Le Vietnam avance à contre-courant. Là où d’autres subissent dans la région, Hanoï organise la riposte. Derrière la flambée des prix, les autorités ont pris des mesures d’urgence pour encadrer, réguler, et sécuriser coûte que coûte.
Car le choc est bien réel. En mars, les prix de l’essence ont bondi de plus de 20 %, ceux du diesel de près de 34 %. Un choc importé, brutal, qui menace directement la croissance, l’inflation et la compétitivité d’une économie fortement tournée vers l’export. Mais à Hanoï, la réponse est politique.

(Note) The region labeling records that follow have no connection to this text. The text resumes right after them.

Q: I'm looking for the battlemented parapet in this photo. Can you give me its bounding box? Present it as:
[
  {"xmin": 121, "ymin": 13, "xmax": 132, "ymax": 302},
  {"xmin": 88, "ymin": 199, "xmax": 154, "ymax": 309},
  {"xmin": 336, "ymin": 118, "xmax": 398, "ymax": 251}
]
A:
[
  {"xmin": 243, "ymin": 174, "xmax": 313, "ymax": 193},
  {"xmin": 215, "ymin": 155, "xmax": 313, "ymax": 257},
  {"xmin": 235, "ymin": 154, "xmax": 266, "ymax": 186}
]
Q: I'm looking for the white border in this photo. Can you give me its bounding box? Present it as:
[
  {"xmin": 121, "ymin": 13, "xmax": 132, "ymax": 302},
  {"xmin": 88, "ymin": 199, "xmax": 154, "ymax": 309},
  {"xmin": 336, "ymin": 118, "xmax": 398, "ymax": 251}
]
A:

Le gouvernement a enclenché une réponse coordonnée en mêlant mesures d’urgence et stratégie de long terme.
Première priorité : éviter la rupture. « Ne laisser survenir aucune pénurie d’énergie et de carburants », a martelé le Premier ministre Pham Minh Chinh, qui demande aux différents ministères de tout mettre en œuvre pour préserver la continuité de la production.
Sur le terrain, les indicateurs restent sous contrôle. Les raffineries tournent à plein régime. Celle de Dung Quât a augmenté sa production de 10 %, tandis que Nghi Son complète l’approvisionnement ; ce qui permet, selon Hanoï, de couvrir les besoins jusqu’à fin avril.

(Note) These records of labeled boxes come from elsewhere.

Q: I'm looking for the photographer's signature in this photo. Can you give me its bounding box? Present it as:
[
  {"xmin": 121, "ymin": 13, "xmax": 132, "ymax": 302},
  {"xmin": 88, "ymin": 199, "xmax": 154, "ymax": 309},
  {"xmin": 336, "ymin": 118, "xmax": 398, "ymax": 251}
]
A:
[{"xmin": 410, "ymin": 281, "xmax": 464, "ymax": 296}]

À cela s’ajoutent les importations : 3,2 millions de mètres cubes de produits pétroliers achetés en mars, auxquels s’ajoutent des stocks de 1,6 à 1,8 million de mètres cubes. « L’approvisionnement national est garanti », assure de son côté le vice-ministre Nguyên Sinh Nhât Tân.
Le deuxième levier, c’est de frapper sur les prix. Le gouvernement a pris la décision de ramener à zéro plusieurs taxes sur les carburants, dont la TVA et la taxe environnementale. Un manque à gagner estimé à plus de 7 200 milliards de dôngs par mois (environ 236 millions d’euros). Mais un choix assumé pour contenir l’inflation et préserver l’activité.
Dans le même temps, Hanoï ajuste ses mécanismes de régulation. Le kérosène a été temporairement exclu du calcul du prix de base, ce qui limite la transmission des hausses internationales aux prix domestiques.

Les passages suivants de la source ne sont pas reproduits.